К тому времени, как он, открыв плечом дверь, ввалился к себе в квартиру, рюкзак раздуло от парфюмерии и продуктов. Виноградные листья, нешелушеный темный рис, маринованные оливы, мясной фарш, оплодотворенные яйца, лимоны, эстрагон, лавровый лист, чеснок, сладкий лук, окра, рецина, бутылочки с апельсиновым экстрактом и новая пластинка. Хеффаламп, Дрю Янгблад и Хуан Карлос Розенблюм болтались по хате, тянули из вощеных стаканчиков «Снежинку» и вполуха слушали Брубека.
— Гааа, — с трудом выдохнул Гноссос, — «Снежиночки».
— Сегодня открылись. — Янгблад помог ему стащить с плеча рюкзак. Одна луковица успела выкатиться на пол. Розенблюм, посасывая сквозь соломинку клубничную пену, добавил:
— Очшень вкусно. В Маракайбо такой нет.
Гноссос подобрал луковицу и ткнул пальцем в проигрыватель.
— Выкиньте этот брубуховский мусор, пацаны, я принес новую пластинку. И что у вас тут за утренник? — Он протянул диск Хеффу, который, повертев его в руках и прочитав надписи, насадил на ось проигрывателя.
— Что еще за Моуз Эллисон?
— Сейчас узнаешь. — Гноссос зачерпнул пальцем клубничной пены из розенблюмовского стакана.
— Никогда не слыхал.
— Не так громко, старик.
— И что за дурацкое имя, Папс? Моуз — дядятомство какое-то.

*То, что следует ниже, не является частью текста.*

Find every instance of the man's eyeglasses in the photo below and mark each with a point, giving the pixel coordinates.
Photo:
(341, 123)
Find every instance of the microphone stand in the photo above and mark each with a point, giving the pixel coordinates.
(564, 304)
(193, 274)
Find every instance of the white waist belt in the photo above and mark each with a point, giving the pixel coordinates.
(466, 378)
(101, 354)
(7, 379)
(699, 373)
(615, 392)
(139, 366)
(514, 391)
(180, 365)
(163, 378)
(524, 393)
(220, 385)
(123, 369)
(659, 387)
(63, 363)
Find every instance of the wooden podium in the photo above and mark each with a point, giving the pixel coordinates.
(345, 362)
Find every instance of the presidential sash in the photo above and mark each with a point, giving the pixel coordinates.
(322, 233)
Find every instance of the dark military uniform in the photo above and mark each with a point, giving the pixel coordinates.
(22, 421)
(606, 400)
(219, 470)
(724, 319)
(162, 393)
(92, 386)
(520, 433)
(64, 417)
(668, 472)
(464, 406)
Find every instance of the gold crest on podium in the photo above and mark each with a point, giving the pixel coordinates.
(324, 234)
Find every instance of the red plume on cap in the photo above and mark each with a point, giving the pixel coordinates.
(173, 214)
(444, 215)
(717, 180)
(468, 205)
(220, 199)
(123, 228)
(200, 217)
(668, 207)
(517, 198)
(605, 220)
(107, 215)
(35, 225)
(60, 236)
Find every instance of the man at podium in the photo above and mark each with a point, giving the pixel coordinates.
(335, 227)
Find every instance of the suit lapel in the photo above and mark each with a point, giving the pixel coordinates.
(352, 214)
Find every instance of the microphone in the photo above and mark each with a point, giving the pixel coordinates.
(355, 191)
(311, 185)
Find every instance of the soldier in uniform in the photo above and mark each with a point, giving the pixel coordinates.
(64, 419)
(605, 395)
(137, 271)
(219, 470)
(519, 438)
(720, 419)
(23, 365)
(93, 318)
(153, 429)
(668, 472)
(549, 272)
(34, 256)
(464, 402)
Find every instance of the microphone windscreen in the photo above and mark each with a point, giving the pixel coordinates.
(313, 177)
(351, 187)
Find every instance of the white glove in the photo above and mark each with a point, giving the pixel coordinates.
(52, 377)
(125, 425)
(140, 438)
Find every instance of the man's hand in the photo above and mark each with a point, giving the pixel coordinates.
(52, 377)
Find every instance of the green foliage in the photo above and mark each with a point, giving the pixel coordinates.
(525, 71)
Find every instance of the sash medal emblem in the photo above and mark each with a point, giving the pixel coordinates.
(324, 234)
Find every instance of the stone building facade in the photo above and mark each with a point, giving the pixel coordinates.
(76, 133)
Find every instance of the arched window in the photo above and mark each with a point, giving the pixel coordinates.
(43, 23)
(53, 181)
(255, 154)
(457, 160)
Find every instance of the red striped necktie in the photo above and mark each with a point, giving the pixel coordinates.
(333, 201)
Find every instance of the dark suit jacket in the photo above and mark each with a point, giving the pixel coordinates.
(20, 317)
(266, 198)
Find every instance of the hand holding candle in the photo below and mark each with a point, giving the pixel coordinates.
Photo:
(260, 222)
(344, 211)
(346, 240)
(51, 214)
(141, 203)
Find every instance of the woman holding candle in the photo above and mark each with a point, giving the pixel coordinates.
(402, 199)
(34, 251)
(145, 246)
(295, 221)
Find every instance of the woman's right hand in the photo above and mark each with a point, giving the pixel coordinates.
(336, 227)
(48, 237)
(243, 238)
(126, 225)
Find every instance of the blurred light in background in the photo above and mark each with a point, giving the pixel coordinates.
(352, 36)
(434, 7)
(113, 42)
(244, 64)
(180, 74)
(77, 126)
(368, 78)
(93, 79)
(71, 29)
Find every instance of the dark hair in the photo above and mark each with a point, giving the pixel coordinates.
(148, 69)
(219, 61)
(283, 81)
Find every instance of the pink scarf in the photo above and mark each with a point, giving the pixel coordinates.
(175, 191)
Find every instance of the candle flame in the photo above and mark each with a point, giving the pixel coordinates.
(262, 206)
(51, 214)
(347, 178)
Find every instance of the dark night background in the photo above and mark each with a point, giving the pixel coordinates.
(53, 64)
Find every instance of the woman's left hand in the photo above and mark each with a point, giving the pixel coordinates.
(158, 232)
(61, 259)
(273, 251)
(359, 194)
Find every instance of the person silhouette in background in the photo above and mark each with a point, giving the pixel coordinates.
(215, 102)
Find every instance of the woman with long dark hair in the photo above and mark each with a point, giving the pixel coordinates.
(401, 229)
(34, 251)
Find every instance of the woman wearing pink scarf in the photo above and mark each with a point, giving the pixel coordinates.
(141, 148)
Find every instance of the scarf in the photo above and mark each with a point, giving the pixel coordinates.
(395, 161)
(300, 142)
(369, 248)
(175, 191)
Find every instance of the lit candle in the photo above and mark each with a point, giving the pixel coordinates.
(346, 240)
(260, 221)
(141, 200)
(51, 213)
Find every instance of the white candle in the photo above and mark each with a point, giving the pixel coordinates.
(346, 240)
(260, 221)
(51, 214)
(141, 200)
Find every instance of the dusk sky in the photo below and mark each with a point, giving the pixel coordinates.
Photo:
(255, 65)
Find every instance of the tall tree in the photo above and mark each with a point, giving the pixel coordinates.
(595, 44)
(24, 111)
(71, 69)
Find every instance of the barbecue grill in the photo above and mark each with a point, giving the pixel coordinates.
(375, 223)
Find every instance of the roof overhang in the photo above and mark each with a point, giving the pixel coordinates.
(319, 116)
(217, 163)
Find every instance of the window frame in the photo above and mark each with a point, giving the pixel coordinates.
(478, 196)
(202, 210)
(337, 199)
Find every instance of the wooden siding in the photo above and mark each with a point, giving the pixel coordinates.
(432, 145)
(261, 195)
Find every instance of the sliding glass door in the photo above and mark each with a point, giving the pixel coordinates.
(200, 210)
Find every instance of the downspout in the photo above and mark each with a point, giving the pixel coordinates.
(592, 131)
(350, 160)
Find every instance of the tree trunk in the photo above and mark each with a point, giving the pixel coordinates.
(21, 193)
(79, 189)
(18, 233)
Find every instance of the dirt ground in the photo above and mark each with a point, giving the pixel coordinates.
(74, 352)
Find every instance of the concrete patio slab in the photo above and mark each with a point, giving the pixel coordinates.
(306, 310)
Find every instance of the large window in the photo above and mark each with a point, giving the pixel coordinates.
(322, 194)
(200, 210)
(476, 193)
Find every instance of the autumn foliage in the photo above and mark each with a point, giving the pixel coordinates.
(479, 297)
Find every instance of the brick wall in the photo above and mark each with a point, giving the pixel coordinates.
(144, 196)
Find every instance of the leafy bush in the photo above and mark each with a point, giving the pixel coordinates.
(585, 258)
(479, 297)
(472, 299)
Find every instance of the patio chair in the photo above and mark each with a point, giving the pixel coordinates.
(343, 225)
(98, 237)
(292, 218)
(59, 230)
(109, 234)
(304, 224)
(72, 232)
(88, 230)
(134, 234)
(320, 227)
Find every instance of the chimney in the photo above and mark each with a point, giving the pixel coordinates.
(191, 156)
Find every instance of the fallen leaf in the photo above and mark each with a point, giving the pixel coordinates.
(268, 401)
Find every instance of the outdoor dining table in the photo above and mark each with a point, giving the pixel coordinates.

— Он белый, детка, ты промахнулся. И поставь первую сторону, вещь называется «Новая Земля». Хефф хмыкнул, а Гноссос потащился в кухню распаковывать рюкзак. Но выкладывая яйца, вспомнил, что забыл информировать собравшихся об откровении сегодняшнего дня. Он втянул свой измученный запором живот, вздохнул и вернулся в комнату, где все внимательно изучали обложку «Деревенской сюиты».
— Гхм, — провозгласил Гноссос. Он стоял абсолютно спокойно, держась рукой за голову и дожидаясь тишины. Все отставили свои «Снежинки» и посмотрели на него.
— Я решил сказать вам пару слов, дети мои, прежде чем легенда исказит факты. Песня горлицы в чистом небе? Эй, динь-динь-дон, ага? Так вот, боги благословили эту весну. Дочери Ночи изгнаны — пфу и нету. Дело в том, что Паппадопулис, — он понизил голос и жестом Тосканини воздел указующий перст, — влюбился. — Он повторил это снова, дабы отмести саму возможность ошибки.